Eliseo and Liza Hirsch Medina in 2010 at White House state dinner in honor of Mexican President Felipe Calderone
In 1978, the United Farm Workers's first board member left. This was Eliseo Medina, who had been with the union since the early 1960s as a farmworker from Delano. Eliseo had many successes as an organizer in the boycott cities and in the field offices. He was also a successful fundraiser and negotiator. During this same period, Jim Drake, who had been with the farmworker movement since its beginning in 1962, also resigned. Jerry Cohen, the union’s general counsel since 1966, left the union in 1979. Then Padilla left. Marshall Ganz and Jessica Govea left in 1981. At the beginning of the strike in 1965, Marshall came from the Mississippi voter-registration projects and Jessica Govea and her family had been involved with CSO from the 1950s. Her father was a very dedicated unionist, a CSO member from Bakersfield. Jessica was still a teenager when she came to volunteer. Later she worked with Padilla in the service center along with Bonnie Chatfield. Later Marshall and Jessica became a couple and worked the boycott in Montreal and other cities. Both worked tirelessly in every effort and organized many political campaigns. When these leaders left, there was a great loss of their expertise in organizing and the passion that they had for farmworkers. During these years, much attention was being placed on the administration of the union, and there were various organizing efforts in the Salinas and Imperial valleys in the vegetable industry. Cesar also become interested in federal funding for some special projects. When the strike ended in the Imperial Valley after the death of Rufino Contreras, the Padillas returned to the Washington, D.C. area in February of 1979 to conduct the Chiquita banana boycott, on which they worked for a year and a half. They returned to California in June 1980 and were sent to the Coachella Valley to conduct the negotiations with the David Freedman contract. They also negotiated other citrus contracts in Blythe and Coachella.
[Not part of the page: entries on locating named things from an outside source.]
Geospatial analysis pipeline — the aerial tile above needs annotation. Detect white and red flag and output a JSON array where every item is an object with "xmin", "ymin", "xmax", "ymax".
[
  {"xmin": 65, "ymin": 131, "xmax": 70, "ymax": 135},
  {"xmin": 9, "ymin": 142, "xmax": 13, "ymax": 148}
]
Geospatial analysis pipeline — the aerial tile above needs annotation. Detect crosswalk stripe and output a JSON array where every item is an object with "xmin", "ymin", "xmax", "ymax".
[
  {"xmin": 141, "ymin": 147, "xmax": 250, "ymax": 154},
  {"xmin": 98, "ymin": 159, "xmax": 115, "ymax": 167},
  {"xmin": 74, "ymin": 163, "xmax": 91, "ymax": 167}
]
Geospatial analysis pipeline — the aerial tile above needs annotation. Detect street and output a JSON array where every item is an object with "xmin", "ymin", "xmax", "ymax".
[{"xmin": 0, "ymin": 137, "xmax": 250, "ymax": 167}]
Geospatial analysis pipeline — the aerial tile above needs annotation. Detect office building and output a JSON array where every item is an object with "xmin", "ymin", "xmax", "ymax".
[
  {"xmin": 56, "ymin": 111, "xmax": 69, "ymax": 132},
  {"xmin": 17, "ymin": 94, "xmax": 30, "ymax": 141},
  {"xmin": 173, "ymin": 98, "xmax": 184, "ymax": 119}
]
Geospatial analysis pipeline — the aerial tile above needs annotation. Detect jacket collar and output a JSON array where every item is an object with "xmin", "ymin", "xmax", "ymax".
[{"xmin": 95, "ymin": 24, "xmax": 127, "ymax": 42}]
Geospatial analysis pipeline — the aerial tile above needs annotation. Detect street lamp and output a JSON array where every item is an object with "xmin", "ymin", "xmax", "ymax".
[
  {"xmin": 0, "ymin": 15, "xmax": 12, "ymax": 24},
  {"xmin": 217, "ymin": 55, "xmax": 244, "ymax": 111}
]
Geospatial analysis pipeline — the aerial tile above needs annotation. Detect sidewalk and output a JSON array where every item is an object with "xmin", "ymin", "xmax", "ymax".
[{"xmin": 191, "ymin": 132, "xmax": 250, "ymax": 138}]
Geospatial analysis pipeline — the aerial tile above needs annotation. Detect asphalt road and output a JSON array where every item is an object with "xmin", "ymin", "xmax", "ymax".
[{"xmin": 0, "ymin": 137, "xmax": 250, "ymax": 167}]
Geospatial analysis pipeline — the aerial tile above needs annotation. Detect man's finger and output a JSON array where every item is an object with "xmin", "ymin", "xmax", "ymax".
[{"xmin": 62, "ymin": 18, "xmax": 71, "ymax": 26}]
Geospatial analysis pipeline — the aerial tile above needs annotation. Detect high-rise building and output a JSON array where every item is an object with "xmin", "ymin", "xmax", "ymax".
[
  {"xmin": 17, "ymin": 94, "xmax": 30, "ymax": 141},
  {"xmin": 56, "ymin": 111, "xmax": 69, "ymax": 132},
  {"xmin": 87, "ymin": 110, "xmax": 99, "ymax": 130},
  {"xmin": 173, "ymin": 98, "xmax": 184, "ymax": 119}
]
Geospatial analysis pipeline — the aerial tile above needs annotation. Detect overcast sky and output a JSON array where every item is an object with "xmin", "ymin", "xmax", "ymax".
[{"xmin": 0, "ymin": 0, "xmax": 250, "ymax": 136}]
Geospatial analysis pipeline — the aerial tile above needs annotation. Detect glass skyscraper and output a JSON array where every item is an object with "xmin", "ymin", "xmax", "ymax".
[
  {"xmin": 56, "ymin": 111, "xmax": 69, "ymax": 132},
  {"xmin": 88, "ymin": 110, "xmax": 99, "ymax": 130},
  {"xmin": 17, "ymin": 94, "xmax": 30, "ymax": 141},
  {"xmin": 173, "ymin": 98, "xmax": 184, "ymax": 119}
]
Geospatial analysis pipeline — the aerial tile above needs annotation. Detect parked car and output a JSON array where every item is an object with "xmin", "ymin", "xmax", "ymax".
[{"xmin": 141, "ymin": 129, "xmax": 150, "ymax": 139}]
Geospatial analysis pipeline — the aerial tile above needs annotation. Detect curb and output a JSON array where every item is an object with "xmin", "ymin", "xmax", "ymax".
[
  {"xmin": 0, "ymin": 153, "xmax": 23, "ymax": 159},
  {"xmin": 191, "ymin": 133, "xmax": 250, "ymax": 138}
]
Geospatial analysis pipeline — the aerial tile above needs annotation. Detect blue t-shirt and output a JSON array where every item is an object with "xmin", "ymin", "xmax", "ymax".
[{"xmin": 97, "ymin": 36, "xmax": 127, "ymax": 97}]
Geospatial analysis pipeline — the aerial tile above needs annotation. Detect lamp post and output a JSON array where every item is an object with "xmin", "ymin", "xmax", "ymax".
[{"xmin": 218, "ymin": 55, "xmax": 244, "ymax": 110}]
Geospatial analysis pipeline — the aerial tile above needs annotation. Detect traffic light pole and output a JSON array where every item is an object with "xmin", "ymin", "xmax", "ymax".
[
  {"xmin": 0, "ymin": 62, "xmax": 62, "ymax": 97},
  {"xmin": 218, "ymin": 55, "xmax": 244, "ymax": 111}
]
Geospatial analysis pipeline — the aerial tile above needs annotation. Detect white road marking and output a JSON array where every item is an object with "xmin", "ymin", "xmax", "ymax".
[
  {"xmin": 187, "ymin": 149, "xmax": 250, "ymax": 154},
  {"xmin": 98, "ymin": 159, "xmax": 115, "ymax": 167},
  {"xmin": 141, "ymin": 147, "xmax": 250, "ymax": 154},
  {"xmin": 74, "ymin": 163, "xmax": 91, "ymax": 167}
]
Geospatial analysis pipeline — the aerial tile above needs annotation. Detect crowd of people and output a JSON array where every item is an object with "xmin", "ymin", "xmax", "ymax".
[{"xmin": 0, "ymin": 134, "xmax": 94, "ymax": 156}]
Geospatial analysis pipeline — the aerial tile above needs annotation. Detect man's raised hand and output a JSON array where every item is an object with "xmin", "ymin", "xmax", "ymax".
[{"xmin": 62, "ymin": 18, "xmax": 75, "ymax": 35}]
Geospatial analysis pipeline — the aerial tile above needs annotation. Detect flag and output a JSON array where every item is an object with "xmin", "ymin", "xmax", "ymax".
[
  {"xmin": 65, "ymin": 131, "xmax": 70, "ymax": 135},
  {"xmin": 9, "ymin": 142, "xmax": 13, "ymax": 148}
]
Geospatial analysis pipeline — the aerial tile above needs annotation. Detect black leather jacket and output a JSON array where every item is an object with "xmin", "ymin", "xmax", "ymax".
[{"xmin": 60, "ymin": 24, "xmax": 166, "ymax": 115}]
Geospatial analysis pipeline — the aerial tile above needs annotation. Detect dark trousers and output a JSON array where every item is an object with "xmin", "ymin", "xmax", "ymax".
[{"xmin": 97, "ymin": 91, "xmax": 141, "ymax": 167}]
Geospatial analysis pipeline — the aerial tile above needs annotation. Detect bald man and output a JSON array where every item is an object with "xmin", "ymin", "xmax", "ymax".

During the organizing efforts in the Coachella Valley in the summer of 1980, it became apparent that many members were dissatisfied with the inefficient administration of the RFK Medical Plan, the lack of focus on servicing our contracts, and other worker related issues. Disagreements occurred at the executive board level because of the change of direction that Chavez was taking at that time. Cesar Chavez became interested in the “game,” in the use of “mind control” and in developing “young minds that were not corrupted.” He started a school to train these “young minds” to negotiate contracts and to organize.

Unfortunately, none of these people were successful in negotiations of labor contracts. The staff members who were successful in negotiating contracts were David Burciaga, Ann Smith, Marion Steeg, Eliseo Medina, Gretchen Laue, Jim Drake, Ruth Shy, and Liza Hirsch Medina.[6]

Married to Du Bruhl

Paul Du Brul (1938-87) was a New York City democratic socialist activist. Du Brul died of cardiac arrest after a life-long struggle with cystic fibrosis. His two best friends, Joe Conason and Jack Newfield, wrote his obituary in the Village Voice. His son is Sascha DuBrul, or Sascha Scatter, the co-founder of The Icarus Project blog. He was married to Liza Hirsch.

Du Brul's friend, Councilwoman Ruth W. Messinger, Democrat of Manhattan, said, "Paul fought for social justice every day of his life. He saved thousands of New York City children from the scourge of lead poisoning."[7]